Transfer of ballistic motor skill between bilateral and unilateral context in young and older adults: neural adaptations and behavioural implications
Hinder, MR and Carroll, TJ and Summers, JJ, Transfer of ballistic motor skill between bilateral and unilateral context in young and older adults: neural adaptations and behavioural implications, Journal of Neurophysiology, 109, (12) pp. 2963-2971. ISSN 0022-3077 (2013) [Refereed Article]

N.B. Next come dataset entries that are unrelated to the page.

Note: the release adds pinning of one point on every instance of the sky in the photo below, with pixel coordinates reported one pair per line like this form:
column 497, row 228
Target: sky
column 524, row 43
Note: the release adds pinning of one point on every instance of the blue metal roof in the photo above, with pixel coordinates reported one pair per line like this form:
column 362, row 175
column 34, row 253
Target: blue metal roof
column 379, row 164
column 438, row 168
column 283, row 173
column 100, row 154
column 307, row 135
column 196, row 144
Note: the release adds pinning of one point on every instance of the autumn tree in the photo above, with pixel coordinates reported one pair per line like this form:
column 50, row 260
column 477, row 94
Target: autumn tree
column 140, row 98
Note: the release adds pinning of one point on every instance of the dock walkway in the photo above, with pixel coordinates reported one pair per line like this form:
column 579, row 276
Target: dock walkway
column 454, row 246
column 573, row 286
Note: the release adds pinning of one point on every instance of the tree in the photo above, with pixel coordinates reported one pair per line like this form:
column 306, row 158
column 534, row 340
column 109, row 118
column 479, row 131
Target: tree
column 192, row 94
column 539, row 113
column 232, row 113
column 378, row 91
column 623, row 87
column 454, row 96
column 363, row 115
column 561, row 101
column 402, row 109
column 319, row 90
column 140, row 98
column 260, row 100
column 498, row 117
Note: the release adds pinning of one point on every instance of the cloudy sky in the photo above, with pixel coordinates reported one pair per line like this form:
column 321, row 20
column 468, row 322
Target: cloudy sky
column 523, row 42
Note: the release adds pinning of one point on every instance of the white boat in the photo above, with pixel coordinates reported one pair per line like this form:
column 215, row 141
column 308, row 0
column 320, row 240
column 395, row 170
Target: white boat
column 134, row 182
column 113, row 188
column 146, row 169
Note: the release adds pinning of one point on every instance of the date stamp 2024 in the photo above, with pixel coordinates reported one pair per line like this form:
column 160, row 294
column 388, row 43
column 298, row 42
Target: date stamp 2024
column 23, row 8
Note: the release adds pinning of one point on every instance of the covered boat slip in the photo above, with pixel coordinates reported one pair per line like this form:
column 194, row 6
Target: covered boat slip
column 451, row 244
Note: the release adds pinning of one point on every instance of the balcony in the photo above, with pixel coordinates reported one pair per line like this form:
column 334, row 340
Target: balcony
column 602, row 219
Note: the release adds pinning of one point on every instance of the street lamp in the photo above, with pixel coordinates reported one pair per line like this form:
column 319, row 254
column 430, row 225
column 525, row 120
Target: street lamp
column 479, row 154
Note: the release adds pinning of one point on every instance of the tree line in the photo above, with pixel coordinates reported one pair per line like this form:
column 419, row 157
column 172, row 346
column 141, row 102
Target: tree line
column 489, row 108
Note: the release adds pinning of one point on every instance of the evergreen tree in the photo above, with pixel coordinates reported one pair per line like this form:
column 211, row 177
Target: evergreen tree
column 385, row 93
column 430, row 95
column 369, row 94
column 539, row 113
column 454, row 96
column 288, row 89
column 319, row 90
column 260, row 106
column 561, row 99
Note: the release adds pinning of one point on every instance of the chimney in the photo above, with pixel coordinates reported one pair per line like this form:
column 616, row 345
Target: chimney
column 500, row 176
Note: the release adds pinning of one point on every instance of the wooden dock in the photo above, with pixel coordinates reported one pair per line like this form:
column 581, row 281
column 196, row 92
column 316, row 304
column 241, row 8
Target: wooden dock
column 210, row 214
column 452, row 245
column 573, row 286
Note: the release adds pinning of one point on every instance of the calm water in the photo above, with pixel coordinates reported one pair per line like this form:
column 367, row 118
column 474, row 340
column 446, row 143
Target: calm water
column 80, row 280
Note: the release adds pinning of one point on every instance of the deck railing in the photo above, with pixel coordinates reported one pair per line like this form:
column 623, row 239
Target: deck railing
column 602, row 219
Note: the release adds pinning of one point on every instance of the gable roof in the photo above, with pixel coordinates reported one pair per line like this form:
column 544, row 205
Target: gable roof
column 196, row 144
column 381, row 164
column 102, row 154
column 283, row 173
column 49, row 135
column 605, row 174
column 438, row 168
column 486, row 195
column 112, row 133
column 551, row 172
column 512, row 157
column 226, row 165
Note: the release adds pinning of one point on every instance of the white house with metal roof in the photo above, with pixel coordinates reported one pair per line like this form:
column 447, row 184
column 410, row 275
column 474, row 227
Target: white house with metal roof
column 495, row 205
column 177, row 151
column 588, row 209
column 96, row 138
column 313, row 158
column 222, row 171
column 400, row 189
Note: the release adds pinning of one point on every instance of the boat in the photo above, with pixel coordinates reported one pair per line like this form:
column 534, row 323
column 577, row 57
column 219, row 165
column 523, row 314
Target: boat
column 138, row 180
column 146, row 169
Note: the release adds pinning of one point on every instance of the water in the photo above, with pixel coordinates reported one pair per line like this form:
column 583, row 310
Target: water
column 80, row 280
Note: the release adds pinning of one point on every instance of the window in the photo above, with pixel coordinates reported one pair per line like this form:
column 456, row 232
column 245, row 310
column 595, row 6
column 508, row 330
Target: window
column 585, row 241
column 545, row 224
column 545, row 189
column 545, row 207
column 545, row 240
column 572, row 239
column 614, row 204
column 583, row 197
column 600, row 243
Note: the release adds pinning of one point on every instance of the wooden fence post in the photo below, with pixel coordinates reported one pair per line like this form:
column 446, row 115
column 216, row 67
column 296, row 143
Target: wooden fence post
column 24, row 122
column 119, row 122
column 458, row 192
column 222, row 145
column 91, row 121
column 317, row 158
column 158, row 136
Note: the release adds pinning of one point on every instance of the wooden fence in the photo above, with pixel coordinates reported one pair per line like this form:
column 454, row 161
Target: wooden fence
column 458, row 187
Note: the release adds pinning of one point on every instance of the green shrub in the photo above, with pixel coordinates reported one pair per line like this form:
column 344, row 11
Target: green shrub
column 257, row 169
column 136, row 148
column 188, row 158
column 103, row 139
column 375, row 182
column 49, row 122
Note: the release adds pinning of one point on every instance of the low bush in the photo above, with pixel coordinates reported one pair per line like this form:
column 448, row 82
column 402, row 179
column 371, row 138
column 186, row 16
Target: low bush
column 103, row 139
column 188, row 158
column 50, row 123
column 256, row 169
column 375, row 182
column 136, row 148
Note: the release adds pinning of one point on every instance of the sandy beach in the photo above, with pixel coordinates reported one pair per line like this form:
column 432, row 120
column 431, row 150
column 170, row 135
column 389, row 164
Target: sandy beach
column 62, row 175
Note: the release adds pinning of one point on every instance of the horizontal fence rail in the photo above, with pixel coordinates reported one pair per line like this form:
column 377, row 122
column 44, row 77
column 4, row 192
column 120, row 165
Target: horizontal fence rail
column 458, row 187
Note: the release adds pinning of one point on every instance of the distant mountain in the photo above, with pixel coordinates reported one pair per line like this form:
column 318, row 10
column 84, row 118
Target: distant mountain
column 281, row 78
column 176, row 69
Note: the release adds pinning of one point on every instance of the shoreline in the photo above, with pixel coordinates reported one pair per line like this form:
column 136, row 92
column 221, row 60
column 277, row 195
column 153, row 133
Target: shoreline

Bilateral movement rehabilitation is gaining popularity as an approach not only to improve the recovery of bimanual function, but also of unilateral motor tasks. While the neural mechanisms mediating the transfer of bilateral training gains into unimanual contexts are not fully understood, converging evidence from behavioural, neurophysiological and imaging studies suggests that bimanual movements are not simply the superposition of unimanual tasks undertaken with both (upper) limbs. Here we investigated the neural responses in both hemispheres to bilateral ballistic motor training, and the extent to which performance improvements transferred to a unimanual task. Since aging influences interhemispheric interactions during movement production, both young (n=9; mean age 19.4 years; 6 female) and older (n=9; 66.3 years; 7 female) adults practiced a bilateral motor task requiring simultaneous 'fast-as-possible' abductions of their left and right index fingers. Changes in bilateral and unilateral performance, and in corticospinal excitability and intracortical inhibition, were assessed. Strong transfer was observed between bimanual and unimanual contexts for both age groups. However, in contrast to previous reports of substantial bilateral cortical adaptations following unilateral training, increases in corticospinal excitability following bilateral training were not statistically reliable, and a release of intracortical inhibition was only observed for older adults. The results indicate that the neural mechanisms of motor learning for bilateral ballistic tasks differ from those that underlie unimanual ballistic performance improvement, but that ageing results in a greater overlap of the neural mechanisms mediating bilateral and unilateral ballistic motor performance.